Il soutient que les moyens soulevés par Mme E ne sont pas fondés.

Par une décision du 20 juin 2023, Mme E a été admise à l’aide juridictionnelle totale.

Vu les autres pièces des dossiers.

Vu :

— le code de l’action sociale et des familles ;

— le code des relations entre le public et l’administration ;

— le code de la sécurité sociale ;

— la loi n° 91-647 du 10 juillet 1991 ;

— le décret n° 2020-1453 du 27 novembre 2020 ;

— le décret n° 2020-1746 du 29 décembre 2020 ;

— le code de justice administrative.

Le président de la formation de jugement a dispensé la rapporteure publique, sur sa proposition, de prononcer des conclusions à l’audience.

Les parties ont été régulièrement averties du jour de l’audience.

Au cours de l’audience publique, après l’appel de l’affaire, les parties n’étant ni présentes ni représentées, la clôture de l’instruction est intervenue en application de l’article R. 772-9 du code de justice administrative, et le rapport de M. D a été entendu.

Une en délibéré, présentée par le département de Vaucluse, a été enregistrée le 12 avril 2024 dans l’instance n° 2302807.

Considérant ce qui suit :

1. Par une décision du 20 octobre 2022, la caisse d’allocations familiales de Vaucluse a mis à la charge de Mme E un indu de revenu de solidarité active (INK 003) d’un montant de 9 895,12 euros au titre de la période du 1er août 2020 au 30 septembre 2022. Par un courrier du 28 novembre 2022, Mme E a formé un recours administratif, qui a été rejeté par une décision du 9 janvier 2023 de la présidente du conseil départemental de Vaucluse, pour contester le bien-fondé de sa dette et en a sollicité la remise gracieuse. Par une décision du 24 octobre 2022, la caisse d’allocations familiales de Vaucluse a mis à la charge de Mme E un indu d’aide exceptionnelle de fin d’année (INQ 001) d’un montant de 250 euros au titre du mois de novembre 2020. Par une décision du 29 octobre 2022, la caisse d’allocations familiales de Vaucluse a mis à la charge de Mme E un indu de 150 euros d’aide exceptionnelle de solidarité (IMB 001).
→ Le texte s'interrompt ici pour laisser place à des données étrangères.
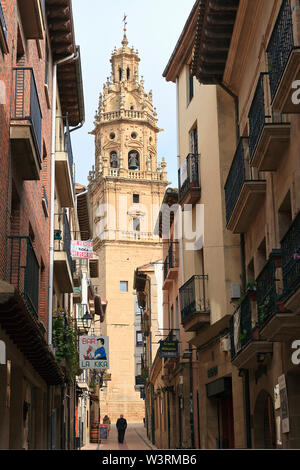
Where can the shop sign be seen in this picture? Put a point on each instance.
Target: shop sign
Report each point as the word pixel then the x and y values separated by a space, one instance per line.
pixel 168 348
pixel 81 249
pixel 94 352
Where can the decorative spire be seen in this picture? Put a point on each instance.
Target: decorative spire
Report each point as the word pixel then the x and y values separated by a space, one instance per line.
pixel 125 40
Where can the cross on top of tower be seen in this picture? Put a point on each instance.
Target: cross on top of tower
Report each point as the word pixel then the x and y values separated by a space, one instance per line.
pixel 125 40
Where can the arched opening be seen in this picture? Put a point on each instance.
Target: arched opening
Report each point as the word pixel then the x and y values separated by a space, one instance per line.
pixel 113 159
pixel 264 422
pixel 133 160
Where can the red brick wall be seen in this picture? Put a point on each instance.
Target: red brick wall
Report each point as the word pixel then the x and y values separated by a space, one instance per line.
pixel 29 192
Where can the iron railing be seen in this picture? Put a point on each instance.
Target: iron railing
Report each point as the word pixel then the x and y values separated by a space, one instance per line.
pixel 194 296
pixel 290 252
pixel 240 172
pixel 280 46
pixel 172 259
pixel 62 237
pixel 24 270
pixel 189 174
pixel 139 380
pixel 241 326
pixel 266 292
pixel 2 21
pixel 261 114
pixel 26 103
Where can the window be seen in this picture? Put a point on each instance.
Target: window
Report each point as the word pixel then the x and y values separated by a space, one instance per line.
pixel 123 286
pixel 190 86
pixel 136 224
pixel 139 338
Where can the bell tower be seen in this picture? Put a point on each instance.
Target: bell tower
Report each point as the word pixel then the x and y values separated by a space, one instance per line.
pixel 126 188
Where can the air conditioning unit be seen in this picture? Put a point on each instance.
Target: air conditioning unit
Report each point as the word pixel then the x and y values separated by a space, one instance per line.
pixel 235 291
pixel 225 344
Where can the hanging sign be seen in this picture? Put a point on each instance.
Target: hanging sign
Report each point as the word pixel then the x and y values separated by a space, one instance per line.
pixel 81 249
pixel 168 348
pixel 94 352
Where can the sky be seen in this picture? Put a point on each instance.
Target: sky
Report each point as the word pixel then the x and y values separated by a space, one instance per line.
pixel 153 27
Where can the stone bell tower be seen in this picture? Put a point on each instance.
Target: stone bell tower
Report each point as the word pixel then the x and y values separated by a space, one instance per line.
pixel 127 186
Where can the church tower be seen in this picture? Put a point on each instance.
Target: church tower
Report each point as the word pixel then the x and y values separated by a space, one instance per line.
pixel 127 186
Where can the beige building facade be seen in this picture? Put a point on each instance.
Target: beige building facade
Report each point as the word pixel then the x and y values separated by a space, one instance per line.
pixel 126 188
Mme E demande au tribunal, par les requêtes enregistrées sous les n° 2302800 et n°2302807, d’annuler ces trois dernières décisions. Mme E demande également au tribunal, dans sa requête enregistrée sous le n° 2302807, de la rétablir rétroactivement dans ses droits au revenu de solidarité active.

Sur la jonction :

2. Les requêtes n° 2302800 et n° 2302807 concernent la même requérante, présentent à juger des questions semblables et ont fait l’objet d’une instruction commune. Dès lors, il y a lieu de les joindre pour statuer par un même jugement.

Sur la requête n° 2302807 :

En ce qui concerne les conclusions à fin d’annulation de la décision du 9 janvier 2023 de la présidente du conseil départemental de Vaucluse :

S’agissant du bien-fondé de l’indu de revenu de solidarité active :

3. Aux termes du premier alinéa de l’article L. 262-46 du code de l’action sociale et des familles : « Tout paiement indu de revenu de solidarité active est récupéré par l’organisme chargé du service de celui-ci ainsi que, dans les conditions définies au présent article, par les collectivités débitrices du revenu de solidarité active ».
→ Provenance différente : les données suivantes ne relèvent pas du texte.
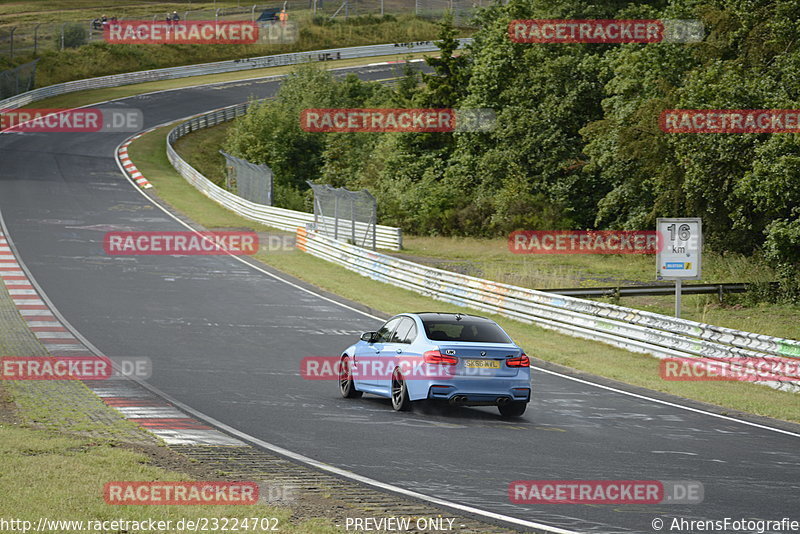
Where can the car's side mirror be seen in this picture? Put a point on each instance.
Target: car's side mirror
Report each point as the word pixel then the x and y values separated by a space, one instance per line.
pixel 369 337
4. Lorsque le recours est dirigé contre une décision qui, remettant en cause des paiements déjà effectués, ordonne la récupération de montants d’allocation de revenu de solidarité active que l’administration estime avoir été indûment versés, il entre dans l’office du juge d’apprécier, au regard de l’argumentation du requérant, le cas échéant, de celle développée par le défendeur et, enfin, des moyens d’ordre public, en tenant compte de l’ensemble des circonstances de fait qui résultent de l’instruction, la régularité comme le bien-fondé de la décision de récupération d’indu. Il lui appartient, s’il y a lieu, d’annuler ou de réformer la décision ainsi attaquée, pour le motif qui lui paraît, compte tenu des éléments qui lui sont soumis, le mieux à même, dans l’exercice de son office, de régler le litige.
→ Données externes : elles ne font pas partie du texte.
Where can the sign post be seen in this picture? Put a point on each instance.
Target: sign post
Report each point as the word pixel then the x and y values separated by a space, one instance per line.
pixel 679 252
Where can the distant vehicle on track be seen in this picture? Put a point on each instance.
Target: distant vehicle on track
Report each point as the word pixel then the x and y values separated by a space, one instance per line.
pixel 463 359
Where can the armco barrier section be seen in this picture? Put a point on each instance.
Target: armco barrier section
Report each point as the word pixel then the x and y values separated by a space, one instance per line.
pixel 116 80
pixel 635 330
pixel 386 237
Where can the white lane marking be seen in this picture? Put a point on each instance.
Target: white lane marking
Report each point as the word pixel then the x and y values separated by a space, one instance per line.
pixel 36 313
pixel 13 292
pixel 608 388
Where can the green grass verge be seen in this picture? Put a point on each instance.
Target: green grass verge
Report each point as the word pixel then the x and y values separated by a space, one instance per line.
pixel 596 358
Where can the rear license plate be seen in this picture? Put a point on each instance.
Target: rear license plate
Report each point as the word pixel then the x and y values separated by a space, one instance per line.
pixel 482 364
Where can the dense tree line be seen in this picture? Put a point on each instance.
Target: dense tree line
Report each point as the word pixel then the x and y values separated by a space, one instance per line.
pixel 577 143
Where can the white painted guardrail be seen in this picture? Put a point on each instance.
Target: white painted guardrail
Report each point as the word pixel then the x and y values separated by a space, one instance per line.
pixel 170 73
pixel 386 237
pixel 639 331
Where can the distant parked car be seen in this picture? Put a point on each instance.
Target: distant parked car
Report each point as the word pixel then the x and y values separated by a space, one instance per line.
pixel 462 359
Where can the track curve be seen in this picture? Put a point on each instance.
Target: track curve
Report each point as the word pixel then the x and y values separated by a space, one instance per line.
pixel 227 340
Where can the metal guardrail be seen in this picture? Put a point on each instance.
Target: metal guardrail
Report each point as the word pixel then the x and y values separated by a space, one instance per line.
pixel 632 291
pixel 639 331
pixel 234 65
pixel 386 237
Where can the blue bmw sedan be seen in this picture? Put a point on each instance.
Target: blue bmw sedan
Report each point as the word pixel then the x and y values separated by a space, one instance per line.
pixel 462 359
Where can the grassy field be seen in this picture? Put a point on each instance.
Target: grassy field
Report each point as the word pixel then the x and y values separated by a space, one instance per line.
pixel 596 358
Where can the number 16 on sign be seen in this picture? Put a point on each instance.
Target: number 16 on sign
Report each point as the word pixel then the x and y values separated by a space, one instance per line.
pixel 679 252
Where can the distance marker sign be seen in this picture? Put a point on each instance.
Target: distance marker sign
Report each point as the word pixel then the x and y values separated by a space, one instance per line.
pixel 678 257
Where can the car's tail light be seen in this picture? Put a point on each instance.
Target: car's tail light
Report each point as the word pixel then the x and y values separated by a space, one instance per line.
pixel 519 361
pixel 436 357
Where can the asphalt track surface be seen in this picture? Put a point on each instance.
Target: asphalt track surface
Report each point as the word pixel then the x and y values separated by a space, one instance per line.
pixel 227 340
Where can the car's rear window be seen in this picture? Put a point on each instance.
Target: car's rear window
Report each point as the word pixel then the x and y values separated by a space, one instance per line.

5. En premier lieu, aux termes du de l’article L. 262-25 du code de l’action sociale et des familles : " I. – Une convention est conclue entre le département et chacun des organismes mentionnés à l’article L. 262-16. / Cette convention précise en particulier : / 1° Les conditions dans lesquelles le revenu de solidarité active est servi et contrôlé ; () « . Le premier alinéa de l’article L. 262-47 du même code prévoit que : » Toute réclamation dirigée contre une décision relative au revenu de solidarité active fait l’objet, préalablement à l’exercice d’un recours contentieux, d’un recours administratif auprès du président du conseil départemental. Ce recours est, dans les conditions et limites prévues par la convention mentionnée à l’article L. 262-25, soumis pour avis à la commission de recours amiable qui connaît des réclamations relevant de l’article L. 142-1 du code de la sécurité sociale () « . Aux termes de l’article R. 262-60 de ce code : » La convention prévue à l’article L. 262-25 comporte des dispositions générales relatives à : / () 4° Les conditions et limites dans lesquelles la commission de recours amiable de ces organismes rend un avis sur les recours administratifs adressés au président du conseil départemental ; ces stipulations portent notamment sur l’objet et le montant des litiges dont la commission est saisie et les conditions financières de cette intervention ; () « . Enfin, aux termes de l’article R. 262-89 de ce code : » Sauf lorsque la convention mentionnée à l’article L. 262-25 en dispose autrement, ce recours est adressé par le président du conseil départemental pour avis à la commission de recours amiable mentionnée à l’article R. 142-1 du code de la sécurité sociale. / Dans les cas prévus dans la convention mentionnée à l’article L. 262-25 dans lesquels la commission de recours amiable n’est pas saisie, le président du conseil départemental statue, dans un délai de deux mois, sur le recours administratif qui lui a été adressé. Cette décision est motivée. ". Il résulte de ces dispositions que la convention conclue entre le département et la caisse d’allocations familiales ne peut légalement prévoir qu’aucun recours administratif préalable dirigé contre une décision relative au revenu de solidarité active n’est soumis pour avis à la commission de recours amiable.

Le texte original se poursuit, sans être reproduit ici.